Obviamente, muitos dos líderes foram próximos de outros líderes no passado. No PS, Sócrates foi próximo de Guterres, mas não foi o seu número dois. No PSD, Cavaco foi próximo de Sá Carneiro e Durão Barroso foi próximo de Cavaco, mas nunca foram números dois. Se olharmos para a política de outros países, verificamos fenómenos semelhantes. Rajoy nunca foi o número dois de Aznar. E Zapatero nunca foi o número dois de Filipe Gonzalez. Sarkozy nunca foi o número dois de Chirac, pelo contrário tornou-se líder contra a vontade do seu antecessor, e Macron era próximo de Hollande mas nunca foi o seu número dois. Merkel foi próxima de Kohl, mas nunca o número dois. Gordon Brown foi sempre o número dois de Blair, e nunca se afirmou como líder. Ao contrário, Blair nunca foi o número dois de outro líder. Os verdadeiros líderes politicos chegam às lideranças sem passarem pela posição de número dois. A proximidade a outros líderes não os impede de traçarem percursos politicos autónomos. Quando chega a hora da verdade, afastam os rivais da mesma geração, os quais muitas vezes se tornam os números dois. Foi o que aconteceu no PS em 2004. Sócrates avançou para a liderança e Costa tornou-se o número dois.

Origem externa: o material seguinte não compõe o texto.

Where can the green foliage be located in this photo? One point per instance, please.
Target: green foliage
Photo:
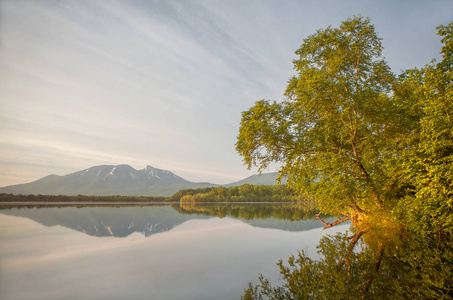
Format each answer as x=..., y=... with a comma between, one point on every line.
x=356, y=137
x=294, y=212
x=330, y=132
x=428, y=161
x=405, y=267
x=78, y=198
x=243, y=193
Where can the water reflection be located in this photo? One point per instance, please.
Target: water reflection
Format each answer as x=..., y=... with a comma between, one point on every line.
x=44, y=253
x=372, y=263
x=148, y=220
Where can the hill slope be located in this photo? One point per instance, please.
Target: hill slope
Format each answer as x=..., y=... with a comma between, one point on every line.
x=121, y=180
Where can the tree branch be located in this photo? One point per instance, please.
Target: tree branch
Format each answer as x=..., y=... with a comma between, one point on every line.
x=328, y=225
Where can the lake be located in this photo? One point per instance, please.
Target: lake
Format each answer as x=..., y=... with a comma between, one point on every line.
x=149, y=252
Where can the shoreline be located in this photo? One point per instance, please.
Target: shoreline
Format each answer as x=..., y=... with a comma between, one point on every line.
x=101, y=203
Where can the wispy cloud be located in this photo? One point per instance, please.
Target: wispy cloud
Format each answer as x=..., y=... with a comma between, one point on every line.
x=155, y=82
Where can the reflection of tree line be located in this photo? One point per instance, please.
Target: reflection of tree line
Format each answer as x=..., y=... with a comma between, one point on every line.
x=295, y=211
x=373, y=147
x=377, y=266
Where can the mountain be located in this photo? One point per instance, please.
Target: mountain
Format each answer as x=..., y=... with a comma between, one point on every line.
x=120, y=180
x=108, y=180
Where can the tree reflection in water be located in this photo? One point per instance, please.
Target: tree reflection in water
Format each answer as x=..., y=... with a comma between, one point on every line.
x=367, y=264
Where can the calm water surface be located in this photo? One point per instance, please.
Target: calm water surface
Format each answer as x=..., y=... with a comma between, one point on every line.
x=153, y=252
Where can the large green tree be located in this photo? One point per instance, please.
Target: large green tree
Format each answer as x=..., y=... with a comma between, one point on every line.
x=333, y=132
x=428, y=162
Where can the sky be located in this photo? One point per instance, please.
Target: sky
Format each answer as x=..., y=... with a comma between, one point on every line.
x=163, y=83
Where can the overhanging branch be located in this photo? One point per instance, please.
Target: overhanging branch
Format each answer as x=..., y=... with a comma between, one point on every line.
x=328, y=225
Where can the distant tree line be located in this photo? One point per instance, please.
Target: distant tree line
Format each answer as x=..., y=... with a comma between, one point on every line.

Com as informações que, entretanto, vieram a público, entendemos melhor a história do PS desde que em 2011, Sócrates abandonou a liderança do partido. António José Seguro esteve à frente de um partido que, maioritariamente, não era seu e não gozou de tempo suficiente para formar o seu partido. Costa avançou para a liderança do partido com o apoio dos socráticos e do próprio Sócrates, mas nunca conseguiu, até hoje, construir a sua autonomia política em relação ao PS de Sócrates. Os problemas com a justiça impediram Sócrates e os seus de cumprirem o plano de fazer regressar o antigo PM à liderança dos socialistas. Hoje, o PS de Sócrates aceita a liderança de Costa porque não tem alternativa e quer continuar no poder. Costa está a substituir o líder porque não há outro e porque Sócrates não pode liderar o PS. Neste momento, o PS socrático não tem alternativa. Mas eles sabem que o PM não é o verdadeiro líder do seu partido. Cada vez que comparam o modo como Sócrates e como Costa lidam com as crises e com os maus momentos, sabem que o actual PM não passa de um remendo.